If you've ever invested in a business that uses one of several different types of legal structures, such as partnership, "C" corporation, or LLC, then you've probably received a Schedule K-1 in the mail during tax season. And while MLPs and LLCs are able to pass more income on to investors because they don't pay corporate income taxes, it adds another layer of complexity for the shareholder/partner. You may also get a Schedule K-1 if you're the beneficiary of a trust or an estate.

Let's take a closer look at the Schedule K-1 form, the implications for you, and what you must do with it.

The pros and cons of trusts, partnerships, S corps

For investing purposes, MLPs and LLCs can be a great way to maximize the amount of cash that can be paid to investors, because these organizational structures don't pay income tax, but pass that burden along to those who are invested in it. The same goes for some trust structures.

In other words, because these entities don't pay corporate taxes, the full burden falls on those receiving income from them. This differs from dividend income paid to shareholders by a typical corporation in that regular dividends are taxed as long-term capital gains, while much of the income paid and shown on a Schedule K-1 can be classified as regular income. That means it's taxed at your effective income-tax rate, which is often much higher than the 15% or 20% long-term capital gains rate for corporate dividends.

In summary, a Schedule K-1 issuing entity may be able to pass more income along to you, the investor, but you may end up giving more of it back in taxes than if you'd received regular dividends from a corporation. It really boils down to your tax rate, and how much more income the LLC, MLP, or trust is able to pay.

Different Schedule K-1 forms, and what they're for

There are three Schedule K-1 forms: The Form 1041, which is for beneficiaries of an estate or trust:

Form 1065, which is for partners in a master limited partnership, or LLC:

Source: IRS.

And Form 1120S, for "S" corporations:

Source: IRS.

These Schedule K-1 forms are much like a 1099 or W2 in that it's something you'll receive from the trust, estate, LLC, S corp., or partnership, breaking down your share of the income into the various categories under which that income falls. This matters, because different kinds of income may be taxed as capital gains, or as regular income, and you want to be sure to pay the appropriate tax rate -- especially the lower capital gains rate.

Source: IRS.

It's also a little different from a W2 or 1099, which only report income paid to you. If you're getting a Schedule K-1 form from an entity you partly own, you may also be able to claim a share of the losses, deductions, and credits, as well as your share of the income.

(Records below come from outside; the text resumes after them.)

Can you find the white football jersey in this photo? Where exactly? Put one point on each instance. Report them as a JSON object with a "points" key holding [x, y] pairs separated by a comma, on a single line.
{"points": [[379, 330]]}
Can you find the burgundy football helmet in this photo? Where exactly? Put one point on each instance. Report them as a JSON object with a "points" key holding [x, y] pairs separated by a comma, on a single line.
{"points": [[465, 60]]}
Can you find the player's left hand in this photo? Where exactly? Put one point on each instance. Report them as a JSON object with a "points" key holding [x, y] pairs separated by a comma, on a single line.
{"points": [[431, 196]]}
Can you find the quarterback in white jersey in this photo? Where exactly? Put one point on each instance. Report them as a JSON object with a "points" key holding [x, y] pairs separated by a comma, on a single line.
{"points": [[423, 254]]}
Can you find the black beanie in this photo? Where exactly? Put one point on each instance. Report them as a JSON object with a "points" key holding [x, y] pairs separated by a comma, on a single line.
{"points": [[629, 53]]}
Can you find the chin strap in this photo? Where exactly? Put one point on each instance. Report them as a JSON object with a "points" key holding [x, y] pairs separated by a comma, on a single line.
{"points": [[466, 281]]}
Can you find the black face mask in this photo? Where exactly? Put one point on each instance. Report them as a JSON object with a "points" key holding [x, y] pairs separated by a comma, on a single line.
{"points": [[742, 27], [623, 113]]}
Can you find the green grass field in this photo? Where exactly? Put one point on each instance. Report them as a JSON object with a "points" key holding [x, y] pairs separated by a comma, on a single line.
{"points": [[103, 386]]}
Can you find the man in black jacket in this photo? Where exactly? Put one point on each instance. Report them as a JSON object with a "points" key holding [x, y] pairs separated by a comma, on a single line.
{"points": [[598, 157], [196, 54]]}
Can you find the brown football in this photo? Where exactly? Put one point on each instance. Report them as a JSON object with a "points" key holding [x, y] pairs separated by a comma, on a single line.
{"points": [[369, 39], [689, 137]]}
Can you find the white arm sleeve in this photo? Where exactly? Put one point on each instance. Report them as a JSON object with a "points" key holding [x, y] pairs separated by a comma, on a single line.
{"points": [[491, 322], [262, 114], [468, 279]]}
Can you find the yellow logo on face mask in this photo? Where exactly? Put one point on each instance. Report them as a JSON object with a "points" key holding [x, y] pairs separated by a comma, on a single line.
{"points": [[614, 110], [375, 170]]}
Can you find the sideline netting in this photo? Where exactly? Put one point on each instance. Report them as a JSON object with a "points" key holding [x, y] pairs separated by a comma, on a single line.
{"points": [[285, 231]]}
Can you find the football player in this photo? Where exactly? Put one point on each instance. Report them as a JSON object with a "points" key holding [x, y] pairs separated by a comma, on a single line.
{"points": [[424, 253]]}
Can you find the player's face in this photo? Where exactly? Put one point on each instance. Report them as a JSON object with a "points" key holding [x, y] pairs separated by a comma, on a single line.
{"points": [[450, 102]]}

What you need to do with it

It's just like any other tax-reporting document you get before tax season: You need to report it when you file your taxes, and for two reasons:

  • It's taxable income.
  • It's already been reported to the IRS by the entity that paid you, and they'll notice if you omit it when you file taxes.

It's highly advisable that you either go to a tax professional, or at least use reputable tax-filing software if you're getting any of these Schedule K-1 forms. Not only will this simplify the process, but the cost to do so is well worth it, just in the time you'll save versus trying to do it by hand. This is especially true if you have multiple Schedule K-1 forms.

It's about the big picture

If you're getting a Schedule K-1 form because of a windfall such as an inheritance from an estate, or as beneficiary of a trust, it's just the way it is. But if you're receiving them due to investments in LLCs, partnerships, or a "C" corp, you should look at the bigger picture.

Those entities are able to pay you more income because of their legal structures, but you'll probably pay more tax on your end. In some cases, you'll also get a share of the losses, deductions, and credits, as well. In other words, there are numerous potential benefits to these kinds of structures.

There are trade-offs, too. You'll have more complex -- and potentially more costly -- tax preparation each year. If you're only getting a small amount of income because of a minimal investment in a few shares of an MLP or LLC, it may not be worth it.

But if it's a major source of income, such as being co-owner of your business, then it's obviously a different situation entirely. Whether the income you get from these investments is worth the cost and headache is something you'll have to determine based on your situation.